EIXO 3 – Desigualdades urbano-regionais: agentes, políticas e perspectivas

RESUMO

No território do Rio Grande do Norte a constituição das regiões tem sido guiada por lógicas

desiguais que possibilitam aos circuitos espaciais produtivos mais dinâmicos e mais exigentes das

densidades do período histórico atual se localizarem em parcelas sempre mais restritas do

território, ficando os demais espaços tributários de circuitos que não apresentam os mesmo níveis

de densidade das variáveis da técnica, da ciência e da informação.

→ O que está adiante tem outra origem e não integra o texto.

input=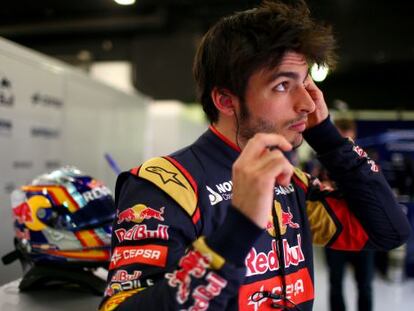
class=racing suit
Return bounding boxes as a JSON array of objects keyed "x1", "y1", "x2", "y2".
[{"x1": 100, "y1": 119, "x2": 410, "y2": 311}]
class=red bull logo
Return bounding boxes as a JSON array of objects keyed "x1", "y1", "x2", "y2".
[
  {"x1": 118, "y1": 204, "x2": 165, "y2": 224},
  {"x1": 281, "y1": 207, "x2": 299, "y2": 229},
  {"x1": 266, "y1": 201, "x2": 300, "y2": 237},
  {"x1": 13, "y1": 202, "x2": 33, "y2": 224}
]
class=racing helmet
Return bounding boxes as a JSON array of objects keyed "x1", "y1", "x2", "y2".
[{"x1": 3, "y1": 167, "x2": 115, "y2": 294}]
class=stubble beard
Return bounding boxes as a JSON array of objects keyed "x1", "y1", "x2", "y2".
[{"x1": 236, "y1": 101, "x2": 303, "y2": 149}]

Constatamos que enquanto

esses circuitos produtivos mais exigentes dessas variáveis são guiados por eventos verticalmente

constituídos, típicos do período da globalização (SANTOS, 1994; 1996), os demais circuitos

produtivos apresentam em seu processo formativo uma lógica mais horizontal. É nesse sentido,

que o presente trabalho busca analisar o uso desigual do território pelo circuito espacial da

produção da industria têxtil e de confecções dando ênfase nas desigualdades geradas por esse

processo. Para tanto, realizamos uma revisão bibliográfica sobre as teorias que versam sobre os

circuitos espaciais produtivos, bem como realizamos pesquisa empírica a fim conhecermos os

eventos que configuraram essa realidade no território potiguar. Os resultados obtidos nos

permitem dizer que o uso do território pelo circuito espacial produtivos da industria têxtil e de

confecções no Rio Grande do Norte possibilitou o surgimento de novas topologias espaciais que

se desenvolveram de acordo com os níveis de densidade técnica e científica presentes nas suas

diversas regiões, de maneira que temos pelo menos três formas de regionalização proporcionada

por esse circuito: uma se materializa na Região Metropolitana de Natal; uma segunda na Região

Seridó; e, por fim, uma terceira que ocorre de forma mais dispersa em outros pontos do território,

dos quais Mossoró é o destaque. Esse processo evidencia que, cada vez mais, o uso do território

é guiado por forças de concentração e forças de dispersão (SANTOS; SILVEIRA, 2001) que atuam

paralelamente, dado que, se, por um lado, temos uma lógica territorial que proporciona a

concentração do circuito na Região Metropolitana de Natal e no Seridó; por outro, há também uma

lógica territorial que conduz o circuito a se expandir por outros subespaços, como ocorre na

Região Oeste e em outras regiões do território potiguar.

Palavras-chave: circuitos produtivos; desigualdades territoriais; Rio Grande do Norte.